Lauren Goode: Interesting.
Michael Calore: Yes. Do you want to hear more about it?
Lauren Goode: Certainly.
Michael Calore: Then let’s bring our guest.
[Gadget Lab intro theme music plays]
Michael Calore: Hello everyone, and welcome to Gadget Lab. I’m Michael Calore. I am editor-in-chief at WIRED.
Lauren Goode: And I’m Lauren Goode. I am a senior writer at WIRED.
Michael Calore: We’re joined again this week by WIRED senior writer Andy Greenberg. Andy, welcome back to the show.
Andrew Greenberg: Thank you to both of you for including me again.
Michael Calore: It’s great to have you back. We’re talking about cryptocurrency again on today’s show, but it’s not quite as you might expect. Andy, you published a book late last year. It is called Trackers in the dark. It is full of stories about detectives who have been able to track down criminals by studying their cryptocurrency transactions. These are people who operated on the dark web, places like Silk Road, AlphaBay, and Welcome to Video, a site where users shared child sexual abuse videos. These criminal enterprises were funded and fueled by cryptocurrency, primarily bitcoin. Now that bitcoin exists, people are using it to buy and sell all sorts of legal and illegal things online. They may not see that behavior as risky if they are doing something illegal because they assume bitcoin transactions are untraceable. That has never really been true, but that belief has persisted regardless. Andy, this myth of anonymity surrounding cryptocurrency is a running theme in your book. How did this myth originate?

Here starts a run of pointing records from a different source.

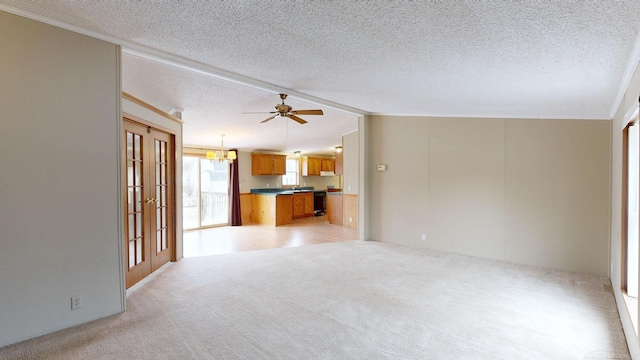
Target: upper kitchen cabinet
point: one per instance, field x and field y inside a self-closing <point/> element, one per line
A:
<point x="268" y="164"/>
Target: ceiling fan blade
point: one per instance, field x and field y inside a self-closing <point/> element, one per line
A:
<point x="307" y="112"/>
<point x="295" y="118"/>
<point x="270" y="118"/>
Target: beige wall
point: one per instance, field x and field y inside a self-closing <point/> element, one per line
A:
<point x="60" y="189"/>
<point x="629" y="104"/>
<point x="529" y="191"/>
<point x="350" y="156"/>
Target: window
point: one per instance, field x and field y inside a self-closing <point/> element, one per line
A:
<point x="291" y="178"/>
<point x="205" y="192"/>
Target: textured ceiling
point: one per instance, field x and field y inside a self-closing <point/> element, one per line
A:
<point x="525" y="59"/>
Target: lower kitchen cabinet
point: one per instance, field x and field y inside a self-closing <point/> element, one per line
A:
<point x="302" y="204"/>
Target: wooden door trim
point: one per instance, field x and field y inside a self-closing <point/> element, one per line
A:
<point x="172" y="214"/>
<point x="150" y="107"/>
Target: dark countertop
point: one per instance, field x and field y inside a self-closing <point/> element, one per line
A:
<point x="283" y="191"/>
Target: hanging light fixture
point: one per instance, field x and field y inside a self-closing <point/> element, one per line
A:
<point x="220" y="156"/>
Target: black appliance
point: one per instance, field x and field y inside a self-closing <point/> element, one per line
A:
<point x="319" y="202"/>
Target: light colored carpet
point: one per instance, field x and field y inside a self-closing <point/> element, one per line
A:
<point x="350" y="300"/>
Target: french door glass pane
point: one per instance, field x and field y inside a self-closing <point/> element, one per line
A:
<point x="191" y="192"/>
<point x="632" y="211"/>
<point x="214" y="187"/>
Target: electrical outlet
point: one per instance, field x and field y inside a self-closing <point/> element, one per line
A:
<point x="76" y="302"/>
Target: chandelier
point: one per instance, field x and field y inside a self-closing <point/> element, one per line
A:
<point x="219" y="155"/>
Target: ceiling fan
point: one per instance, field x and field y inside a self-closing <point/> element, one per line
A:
<point x="284" y="110"/>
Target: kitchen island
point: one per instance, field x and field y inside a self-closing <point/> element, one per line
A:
<point x="279" y="206"/>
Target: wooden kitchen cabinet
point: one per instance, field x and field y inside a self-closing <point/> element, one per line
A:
<point x="279" y="165"/>
<point x="268" y="164"/>
<point x="298" y="205"/>
<point x="271" y="209"/>
<point x="308" y="204"/>
<point x="302" y="205"/>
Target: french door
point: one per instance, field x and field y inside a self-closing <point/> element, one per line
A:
<point x="149" y="223"/>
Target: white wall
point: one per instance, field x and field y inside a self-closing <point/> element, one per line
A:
<point x="529" y="191"/>
<point x="60" y="191"/>
<point x="629" y="103"/>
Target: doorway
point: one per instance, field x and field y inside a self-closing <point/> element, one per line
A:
<point x="630" y="231"/>
<point x="150" y="183"/>
<point x="205" y="192"/>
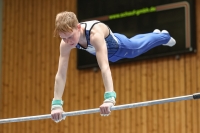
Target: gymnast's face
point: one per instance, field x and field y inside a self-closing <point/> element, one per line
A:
<point x="71" y="38"/>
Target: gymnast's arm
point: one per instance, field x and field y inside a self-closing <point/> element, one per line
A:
<point x="60" y="80"/>
<point x="97" y="40"/>
<point x="61" y="75"/>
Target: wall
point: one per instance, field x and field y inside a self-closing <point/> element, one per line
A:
<point x="30" y="60"/>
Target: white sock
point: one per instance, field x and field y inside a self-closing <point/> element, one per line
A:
<point x="156" y="31"/>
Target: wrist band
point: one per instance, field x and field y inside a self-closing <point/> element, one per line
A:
<point x="110" y="100"/>
<point x="53" y="107"/>
<point x="108" y="95"/>
<point x="57" y="102"/>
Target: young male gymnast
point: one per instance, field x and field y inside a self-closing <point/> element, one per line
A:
<point x="97" y="38"/>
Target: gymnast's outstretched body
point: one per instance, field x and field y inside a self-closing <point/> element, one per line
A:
<point x="97" y="38"/>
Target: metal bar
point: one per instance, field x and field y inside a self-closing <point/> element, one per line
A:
<point x="96" y="110"/>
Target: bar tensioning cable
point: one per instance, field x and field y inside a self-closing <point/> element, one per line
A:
<point x="96" y="110"/>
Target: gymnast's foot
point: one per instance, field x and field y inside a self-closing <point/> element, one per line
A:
<point x="171" y="42"/>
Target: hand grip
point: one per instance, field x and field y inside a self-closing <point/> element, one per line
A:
<point x="196" y="96"/>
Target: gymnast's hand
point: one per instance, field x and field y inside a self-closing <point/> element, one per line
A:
<point x="56" y="115"/>
<point x="105" y="109"/>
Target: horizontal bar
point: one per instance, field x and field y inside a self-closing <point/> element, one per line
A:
<point x="96" y="110"/>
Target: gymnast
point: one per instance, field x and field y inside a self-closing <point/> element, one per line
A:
<point x="97" y="38"/>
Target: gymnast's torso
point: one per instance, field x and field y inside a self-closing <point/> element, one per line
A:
<point x="111" y="41"/>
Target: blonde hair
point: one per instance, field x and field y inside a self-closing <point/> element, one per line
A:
<point x="65" y="22"/>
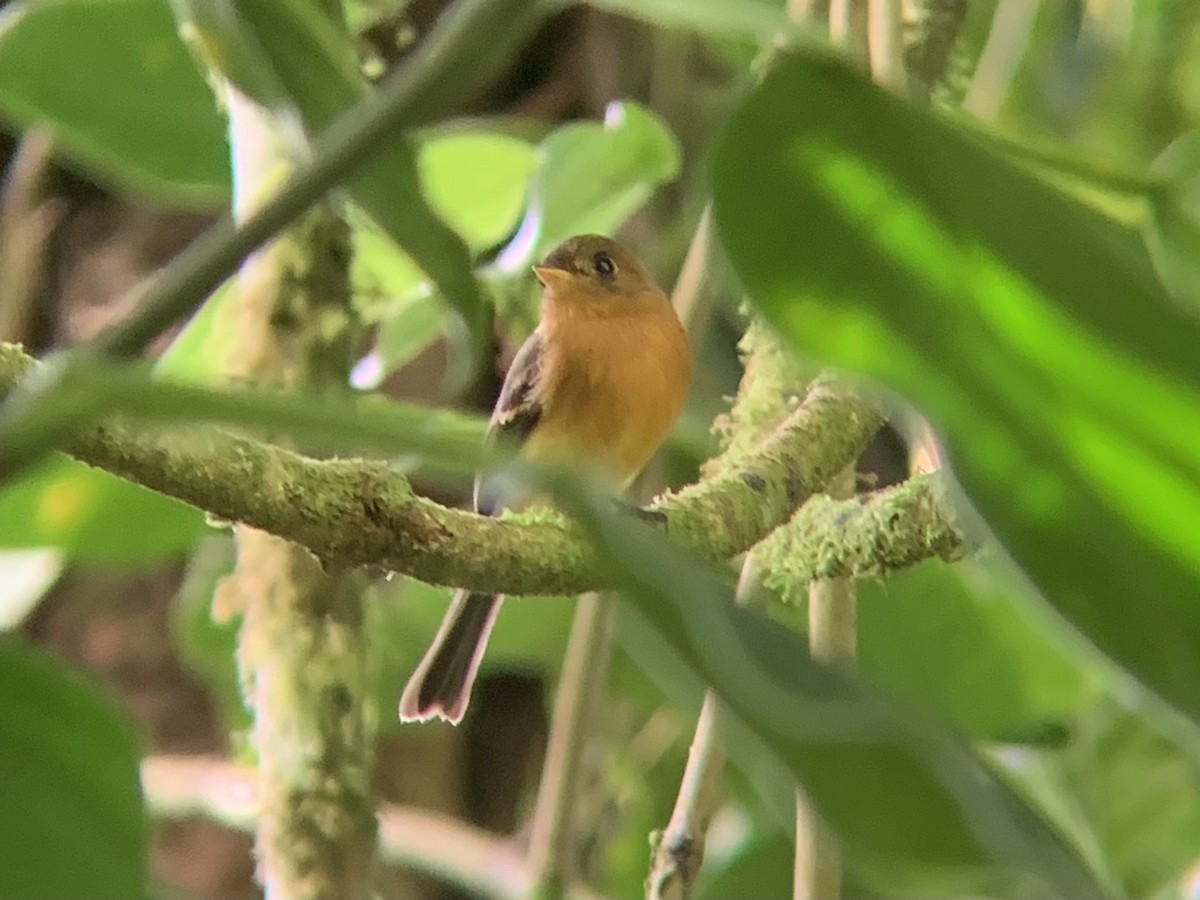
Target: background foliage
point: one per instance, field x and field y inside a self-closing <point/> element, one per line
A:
<point x="1023" y="273"/>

Andrew Greenberg: Well, I have to admit I’m part of it in a way, Mike. I wrote the first print magazine piece about bitcoin in 2011 — thankfully, in a way, not for WIRED magazine. I worked Forbes magazine at the time. I was reporting on this world of anonymity and hackers and surveillance, and I came across this new phenomenon. Bitcoin was described to me as a kind of untraceable, anonymous digital money for the internet. I spoke to some of the early bitcoin developers, and even Satoshi Nakamoto, this mysterious creator of bitcoin, had written in this email to a cryptography mailing list that participants can be anonymous, among other things, in this new cryptocurrency world that he or she or whoever they were. So I wrote this first piece in 2011, and I described in this Forbes piece how this seemed to be some kind of untraceable digital money. You could put unmarked bills in a briefcase and send them over the internet to anyone without revealing your identity if you were careful, it seems. Of course I also immediately imagined, just the kind of reporter I am, that this would unlock a whole world of money laundering and online drug deals and, I don’t know, terrorism financing. All of that kind of happened in the ensuing years because it seemed… And it wasn’t just me. Even Satoshi Nakamoto believed that as more flavors of cryptocurrency emerged, bitcoin and cryptocurrency more generally had these anonymous traits. It wasn’t until, I would say, fast forward at least a whole decade, around 2020, that I started to realize how utterly wrong I was in this. How I was not only slightly wrong, but actually 180 completely the opposite of right, which bitcoin actually is whole traceable. In fact, it is much easier to track the money if you can crack and decipher the blockchain with cryptocurrency than even traditional finance. It was actually when I started seeing the Justice Department credit this one company, Chainalysis, a cryptocurrency tracking company, in one announcement after another, I started investigating this world of investigators who were doing this much earlier than I had discovered. I saw that this small group of detectives had in many cases learned how to track down cryptocurrency within law enforcement agencies, and used it to take down one large-scale cybercrime operation after another over the past 10 years. That escalating wave of mass arrests and removals is the story of this book, Trackers in the dark.